Die „spezielle“, völlig unverkrampfte, absolut „normale“ Nest- und Herzenswärme im Hause Tom & Gerri findet „Zulauf“, vor allem die emotional instabile Mary darf hier unverblümt und unangegriffen ihre Neurosen „mitbringen“. Man spricht miteinander, isst und trinkt zusammen, Lebensratschläge machen die Runde. Aber es zeigt sich auch, wie kostbar so eine Partnerschaft wie DIE von Tom & Gerri ist. Während drumherum Trauer, Zickigkeit, „Aufregungen“, Palaver über ein mögliches, aber bisher nicht erreichtes, aber unbedingt angestrebtes „glücklicheres Leben“ angezeigt wird, angesagt ist, bemühen sich Tom & Gerri zuzuhören, darauf einzugehen, mit Ratschlägen beizustehen. Einfach „da“ zu sein. Und dabei auch ihre „familiären Sachen“ zu pflegen, zu erledigen. Denn der 30jährige Sohn Tom (Oliver Maltman), auf den (inzwischen) Dauer-Besucherin Mary mehr als ein Auge geworfen hat, bringt eine gern aufgenommene mögliche Schwiegertochter ins Haus, was Mary natürlich überhaupt nicht passt. Und Toms Bruder Ronny, dessen Ehefrau verstorben ist, muss nun auch „betüttelt“ werden. Es gibt also immer etwas zu tun. Zu denken. Zu be-sprechen. Zu machen. Zu jeder Jahreszeit.
Menschen wie Tom & Gerri werden dabei zu menschlichen Juwelen, obwohl sie sich doch absolut normal, unaufgeregt, mitteilsam bewegen. „Nichts besonderes“ machen, darstellen. Nur einfach SIE sind. Sie selbst.
Und dies wirkt „irre“. Wirft ein Augenmerk auf Uns. Die wir zuschauen, zuhören. Warum sind wir dermaßen überrascht, angetan, erstaunt, angemacht, entzückt über ein Paar, das sich „ganz normal“ mag, freundlich miteinander umgeht, einlädt, zuhört, mitteilsam ist. Sich als „keine sonderliche Spezies“ erweist, sondern als mögliche Du und Ich-Normalos. Verrückt schön so etwas, aber auch betrüblich. Wenn Tom & Gerri, ohne dies zu wollen und zu sein, mitunter wie „wundersame Gestalten“ aus einem fabelhaften Märchenbuch wirken, scheint etwas „allgemein“ mit uns, um uns herum, nicht (mehr) zu stimmen. Und dies ist die reizvolle Denk-Lesart dieses außerordentlichen wie aufwühlenden Meisterwerks. Das dem wahren Mensch-Sein wieder eine gute Seelen-Portion näher rückt, ohne dies als Fahne, als Botschaft oder als religiöse Verkündigung zu vermitteln. Sondern als tollen, mitteilsamen, lächelnden, humanen Kinofilm.

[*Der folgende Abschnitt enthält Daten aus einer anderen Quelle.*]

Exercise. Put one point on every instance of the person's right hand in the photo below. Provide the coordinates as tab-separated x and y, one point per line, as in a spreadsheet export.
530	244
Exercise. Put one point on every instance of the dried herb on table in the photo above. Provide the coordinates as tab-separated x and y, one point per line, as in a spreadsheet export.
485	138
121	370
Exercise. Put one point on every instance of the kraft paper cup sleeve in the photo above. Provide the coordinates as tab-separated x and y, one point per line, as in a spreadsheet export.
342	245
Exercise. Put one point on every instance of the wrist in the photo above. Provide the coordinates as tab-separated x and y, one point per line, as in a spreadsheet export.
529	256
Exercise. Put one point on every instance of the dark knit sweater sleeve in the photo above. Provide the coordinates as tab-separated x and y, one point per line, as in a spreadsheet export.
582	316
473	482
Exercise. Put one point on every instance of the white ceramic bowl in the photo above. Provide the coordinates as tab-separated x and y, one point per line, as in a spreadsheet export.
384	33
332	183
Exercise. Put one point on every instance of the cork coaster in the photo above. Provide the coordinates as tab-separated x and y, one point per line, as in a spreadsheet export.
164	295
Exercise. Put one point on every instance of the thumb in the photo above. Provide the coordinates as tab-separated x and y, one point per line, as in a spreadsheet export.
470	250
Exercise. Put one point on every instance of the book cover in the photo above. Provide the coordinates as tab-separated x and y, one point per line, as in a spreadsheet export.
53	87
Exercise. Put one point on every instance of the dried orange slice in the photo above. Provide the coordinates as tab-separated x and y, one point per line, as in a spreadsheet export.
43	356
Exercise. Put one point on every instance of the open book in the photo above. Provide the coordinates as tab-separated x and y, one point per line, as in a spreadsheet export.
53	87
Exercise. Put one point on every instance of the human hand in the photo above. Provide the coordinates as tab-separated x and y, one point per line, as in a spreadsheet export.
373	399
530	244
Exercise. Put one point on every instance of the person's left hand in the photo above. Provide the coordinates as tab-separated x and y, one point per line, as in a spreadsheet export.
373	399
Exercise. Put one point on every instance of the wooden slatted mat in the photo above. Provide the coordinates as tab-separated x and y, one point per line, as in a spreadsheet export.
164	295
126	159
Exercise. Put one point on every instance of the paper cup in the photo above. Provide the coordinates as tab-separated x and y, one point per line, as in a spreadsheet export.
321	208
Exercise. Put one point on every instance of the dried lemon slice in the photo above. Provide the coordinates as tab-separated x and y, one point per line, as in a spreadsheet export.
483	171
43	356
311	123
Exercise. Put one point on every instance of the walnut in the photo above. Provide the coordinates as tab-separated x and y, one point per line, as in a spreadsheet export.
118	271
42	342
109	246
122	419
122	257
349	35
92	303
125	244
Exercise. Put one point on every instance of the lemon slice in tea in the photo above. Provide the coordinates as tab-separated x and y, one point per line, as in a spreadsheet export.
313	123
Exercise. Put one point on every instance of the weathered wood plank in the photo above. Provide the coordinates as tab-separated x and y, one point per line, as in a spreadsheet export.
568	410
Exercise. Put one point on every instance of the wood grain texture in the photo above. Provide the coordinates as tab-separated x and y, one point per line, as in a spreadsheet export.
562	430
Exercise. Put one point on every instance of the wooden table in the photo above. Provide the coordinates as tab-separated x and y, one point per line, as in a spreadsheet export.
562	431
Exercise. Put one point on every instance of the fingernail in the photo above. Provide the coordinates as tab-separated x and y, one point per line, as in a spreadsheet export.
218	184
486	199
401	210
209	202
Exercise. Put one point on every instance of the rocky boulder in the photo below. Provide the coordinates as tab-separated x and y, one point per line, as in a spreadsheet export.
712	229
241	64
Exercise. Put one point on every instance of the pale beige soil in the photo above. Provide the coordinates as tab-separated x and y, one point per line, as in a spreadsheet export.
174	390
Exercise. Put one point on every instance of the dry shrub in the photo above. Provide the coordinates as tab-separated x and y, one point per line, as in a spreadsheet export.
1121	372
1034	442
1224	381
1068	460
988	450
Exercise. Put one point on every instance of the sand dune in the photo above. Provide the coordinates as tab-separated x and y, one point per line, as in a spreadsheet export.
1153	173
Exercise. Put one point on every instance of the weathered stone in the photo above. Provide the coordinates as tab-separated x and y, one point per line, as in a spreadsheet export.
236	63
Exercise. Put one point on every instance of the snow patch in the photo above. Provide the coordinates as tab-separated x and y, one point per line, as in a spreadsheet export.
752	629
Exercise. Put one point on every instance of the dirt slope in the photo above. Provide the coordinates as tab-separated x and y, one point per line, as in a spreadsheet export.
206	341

Mit einem exquisiten Ensemble und einem erstklassigen Führungspersonal: Der 61jährige JIM BROADBENT, der 2001 für die Rolle des Ehemanns in dem Alzheimer-Drama „Iris“ einen Nebendarsteller-“Oscar“ bekam und dessen Gesicht aus vielen besseren britischen oder amerikanischen Produktionen wohlbekannt ist („Harry Potter und der Halbblutprinz“; „Little Voice“; „Bullets Over Broadway“ von Woody Allen), und RUTH SHEEN, Stamm-Akteurin bei Mike Leigh und von unverwechselbarer Statur, sind als Tom & Gerri ganz fein dicht seelen-dran, stark präsent, ansteckend menschlich. Zutiefst passend.
„Another Year“ darf schon jetzt, Ende Januar, zu den Perlen des Film-Jahres 2011 gezählt werden (= 5 PÖNIs).